The newly-discovered regression error only affects the IIS 5.0 version of the patch. It has no effect on the effectiveness of the patch against the vulnerability discussed here, but it does cause servers to be vulnerable to the "Web Server Directory Traversal" discussed in Microsoft Security Bulletin MS00-078, even if the patch provided in MS00-078 has been applied. Microsoft therefore recommends that all IIS 5.0 customers apply the new patch provided below. It protects against both the "Web Server File Request Parsing" and "Web Server Directory Traversal" vulnerabilities. The IIS 4.0 version of the patch does not contain the error, and customers who have applied the IIS 4.0 patch do not need to take any action.
- Microsoft Internet Information Server 4.0
- Microsoft Internet Information Services 5.0
Vulnerability Identifier: CVE-2000-0886
Support: This is a fully supported patch. Information on contacting Microsoft Product Support Services is available at http://support.microsoft.com/contactussupport/?ws=support.
Security Resources: The Microsoft TechNet Security Web Site provides additional information about security in Microsoft products.

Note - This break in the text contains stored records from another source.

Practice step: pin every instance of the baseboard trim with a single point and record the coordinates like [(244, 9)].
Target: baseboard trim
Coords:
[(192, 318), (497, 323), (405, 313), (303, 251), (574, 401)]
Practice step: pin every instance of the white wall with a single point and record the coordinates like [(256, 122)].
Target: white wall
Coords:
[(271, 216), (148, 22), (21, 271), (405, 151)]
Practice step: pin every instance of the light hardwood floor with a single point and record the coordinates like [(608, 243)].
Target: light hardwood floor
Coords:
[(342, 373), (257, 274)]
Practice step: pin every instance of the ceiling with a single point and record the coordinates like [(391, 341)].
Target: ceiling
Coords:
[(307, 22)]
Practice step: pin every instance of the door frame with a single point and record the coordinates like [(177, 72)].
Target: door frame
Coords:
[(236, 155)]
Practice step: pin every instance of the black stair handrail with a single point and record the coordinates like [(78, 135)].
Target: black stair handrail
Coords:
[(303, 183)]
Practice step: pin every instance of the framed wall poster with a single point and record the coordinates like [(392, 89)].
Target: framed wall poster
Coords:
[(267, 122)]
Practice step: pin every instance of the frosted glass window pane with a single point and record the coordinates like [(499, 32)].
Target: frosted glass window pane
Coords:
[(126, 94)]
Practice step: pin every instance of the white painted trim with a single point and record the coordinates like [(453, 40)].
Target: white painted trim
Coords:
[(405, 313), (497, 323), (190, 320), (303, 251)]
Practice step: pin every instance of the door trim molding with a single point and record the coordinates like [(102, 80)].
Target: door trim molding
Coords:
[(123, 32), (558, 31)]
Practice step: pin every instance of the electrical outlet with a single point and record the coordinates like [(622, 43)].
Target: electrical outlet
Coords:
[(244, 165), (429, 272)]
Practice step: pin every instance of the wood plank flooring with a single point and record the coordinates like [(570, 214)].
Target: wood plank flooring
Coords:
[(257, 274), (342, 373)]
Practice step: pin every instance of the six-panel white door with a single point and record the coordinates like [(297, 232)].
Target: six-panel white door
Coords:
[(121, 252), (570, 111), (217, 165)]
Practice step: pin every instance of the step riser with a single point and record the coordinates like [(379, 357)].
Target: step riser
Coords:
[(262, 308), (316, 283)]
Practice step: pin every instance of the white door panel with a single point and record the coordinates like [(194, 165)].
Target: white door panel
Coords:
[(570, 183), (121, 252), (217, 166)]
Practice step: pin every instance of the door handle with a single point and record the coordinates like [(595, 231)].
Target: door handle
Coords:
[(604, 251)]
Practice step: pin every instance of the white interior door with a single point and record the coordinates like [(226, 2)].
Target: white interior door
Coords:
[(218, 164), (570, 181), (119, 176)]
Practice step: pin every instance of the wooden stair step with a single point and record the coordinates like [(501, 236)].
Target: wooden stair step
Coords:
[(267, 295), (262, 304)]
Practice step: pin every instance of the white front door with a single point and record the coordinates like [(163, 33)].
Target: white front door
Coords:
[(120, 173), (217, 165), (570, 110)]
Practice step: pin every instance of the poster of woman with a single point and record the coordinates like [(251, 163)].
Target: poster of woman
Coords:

The information provided in the Microsoft Knowledge Base is provided "as is" without warranty of any kind. Microsoft disclaims all warranties, either express or implied, including the warranties of merchantability and fitness for a particular purpose. In no event shall Microsoft Corporation or its suppliers be liable for any damages whatsoever including direct, indirect, incidental, consequential, loss of business profits or special damages, even if Microsoft Corporation or its suppliers have been advised of the possibility of such damages. Some states do not allow the exclusion or limitation of liability for consequential or incidental damages so the foregoing limitation may not apply.
- November 06, 2000: Bulletin Created.
- November 10, 2000: Bulletin updated to indicate that IIS 4.0 is affected when running on pre-SP6 versions of Windows NT 4.0, and to provide information on additional restrictions on the vulnerability.
- November 21, 2000: Bulletin updated to discuss availability of patch that addresses new variants of vulnerability.
- November 30, 2000: Bulletin updated to discuss regression error and recommend that customers apply updated patch.